Le Traité des Aluns et des Sels, attribué au médecin Ibn Ràzi (1), a marqué au plus haut point toute une alchimie omniprésente au Moyen-Age.

 Aux XIe et XIIe siècles, par les Croisades et par les compagnons de retour d’Orient d’une part, et au travers de la pensée arabe diffusée par l’université de Tolède d’autre part, des groupes d’alchimistes purent répandre leur savoir au travers des réseaux complexes du compagnonnage et des passerelles de grand commerce, développant une science de connaissance esthétique de la matière !

   Depuis l’origine des temps l’homme s’est interrogé sur les fondements de son existence. La science, au terme d’un long et patient cheminement déductif de la pensée raisonnée, a tenté de répondre à ses questions et, devant ces mêmes interrogations sont nées les religions. Aux prémices des temps historiques, des textes mystérieux semblèrent révéler une autre forme de connaissance, comme un élément d’équilibre entre physique et métaphysique, entre certitude et foi.

 Couchés sur des parchemins, des tablettes, des papyrus, ces textes étranges apparurent simultanément de l’Orient à l’Occident, parlant de spiritualisation de la matière et de matérialisation de l’esprit.

 Ce qui est curieux, c’est le caractère réduit au minimum de l’écriture, sur ces grimoires et supports divers, au profit d’un graphisme visuel fortement symbolique, comme si le « message », dès son origine, se voilait de mystère au sein d’un livre « muet ». Tablettes de Mésopotamie, textes védiques et papyrus d’Égypte sont les plus anciens traités alchimiques connus et déchiffrés, mentionnant un fluide (dit hataka en védique) capable de changer le bronze en or pur !

 De par son caractère universaliste, l’alchimie traita toutes les matières et par conséquent se trouva à l’origine de la naissance de l’aromathérapie et de la médecine. Pouvons-nous encore continuer de penser que les efforts et les veilles laborieuses des alchimistes n’eurent pour but que la recherche de quelques formules permettant de fabriquer de l’or ?

    AROMATHÉRAPIE - HERBORISTERIE

  L’Aromathérapie est la science de l’utilisation des huiles essentielles aromatiques, extraites des plantes, dont les vertus curatives furent découvertes par une longue et minutieuse observation des comportements du monde animal. Produits huileux, volatiles, odorants seront extraits par distillation au moyen de l’instrument le plus ancien connu, l’alambic, puis utilisés par les alchimistes du Moyen Age pour leur vertus antiseptiques, diurétiques, carminatives et antispasmodiques.

 Médecins et chirurgiens barbiers de la Renaissance les utiliseront largement, sans pouvoir toutefois en expliquer scientifiquement l’action, ce qui leur vaudra défiance, suspicion et quelques bonnes accusations de pratique de la sorcellerie.

 Connus depuis la nuit des temps, ces extraits de plantes servaient à l’embaumement des corps dans l’ancienne Egypte et, selon l’importance et le rang social du défunt, la somme et la richesse des produits utilisés allaient croissant, pour atteindre le summum dans la cérémonie d’embaumement du corps des pharaons.
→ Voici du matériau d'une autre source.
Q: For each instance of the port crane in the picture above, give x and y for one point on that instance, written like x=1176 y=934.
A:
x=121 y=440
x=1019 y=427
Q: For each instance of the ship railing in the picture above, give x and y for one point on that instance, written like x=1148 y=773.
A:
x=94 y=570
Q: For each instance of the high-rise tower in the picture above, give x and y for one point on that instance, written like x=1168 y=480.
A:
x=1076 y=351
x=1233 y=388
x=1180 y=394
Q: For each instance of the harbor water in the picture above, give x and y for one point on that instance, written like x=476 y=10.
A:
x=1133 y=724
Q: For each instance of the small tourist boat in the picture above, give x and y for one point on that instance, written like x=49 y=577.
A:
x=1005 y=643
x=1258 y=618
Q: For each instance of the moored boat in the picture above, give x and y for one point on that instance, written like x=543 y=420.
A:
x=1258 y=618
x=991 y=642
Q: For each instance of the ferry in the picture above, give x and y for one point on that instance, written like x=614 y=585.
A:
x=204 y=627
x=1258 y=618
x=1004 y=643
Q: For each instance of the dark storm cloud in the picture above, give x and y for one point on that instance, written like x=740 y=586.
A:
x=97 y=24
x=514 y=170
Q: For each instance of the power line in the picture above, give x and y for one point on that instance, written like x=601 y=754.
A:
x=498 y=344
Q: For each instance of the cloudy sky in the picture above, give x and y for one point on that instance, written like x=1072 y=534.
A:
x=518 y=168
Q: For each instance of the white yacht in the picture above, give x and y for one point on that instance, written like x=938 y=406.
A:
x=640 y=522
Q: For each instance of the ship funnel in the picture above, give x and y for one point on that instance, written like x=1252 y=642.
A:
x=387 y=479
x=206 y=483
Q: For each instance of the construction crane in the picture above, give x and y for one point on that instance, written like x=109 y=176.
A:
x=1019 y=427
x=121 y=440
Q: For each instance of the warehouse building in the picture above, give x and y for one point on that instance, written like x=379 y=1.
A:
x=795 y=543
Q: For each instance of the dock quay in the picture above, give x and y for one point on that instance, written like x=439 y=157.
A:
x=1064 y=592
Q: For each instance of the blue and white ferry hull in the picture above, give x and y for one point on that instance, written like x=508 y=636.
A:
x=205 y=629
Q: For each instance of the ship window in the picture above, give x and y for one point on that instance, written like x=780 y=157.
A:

Sumériens, Hittites, Grecs et Romains utilisèrent largement les huiles essentielles dans les rituels funéraires, le culte, la purification, l’hygiène corporelle et les jeux.

   L’Herboristerie relève de l’art des « espiciers » du Moyen-Age, venus s’installer près des grands ports commerçant avec l’Orient. Des membres de cette corporation s’établirent au XIe s. à Montpellier dont le nom latin : Mons Pistillarius désigna le lieu où se concentraient les échoppes des espiciers. Instruits des pouvoirs des plantes aromatiques, ils sont à l’origine de la connaissance et de la vulgarisation des vertus curatives des plantes médicinales. Réservées aux cultes religieux, et parfois au seul usage d’un personnage (le basilic !), les plantes répertoriées, classées, constituèrent la base d’une pharmacopée traditionnelle, souvent familiale et dite « de grand’mère », qui produisit une foule de tisanes et décoctions salutaires, savamment préparées et dosées par l’herboriste (aujourd’hui disparu) dont la pratique reposait sur de solides et antiques connaissances léguées par ces « espiciers », à l’origine du métier d’apothicaire, de la pharmacie moderne et de la fondation de la faculté de médecine de Montpellier. Ceci nous indique bien que le détenteur du secret des herbes, prêtre ou laïc, quelle que soit l’époque, fut toujours respecté et honoré.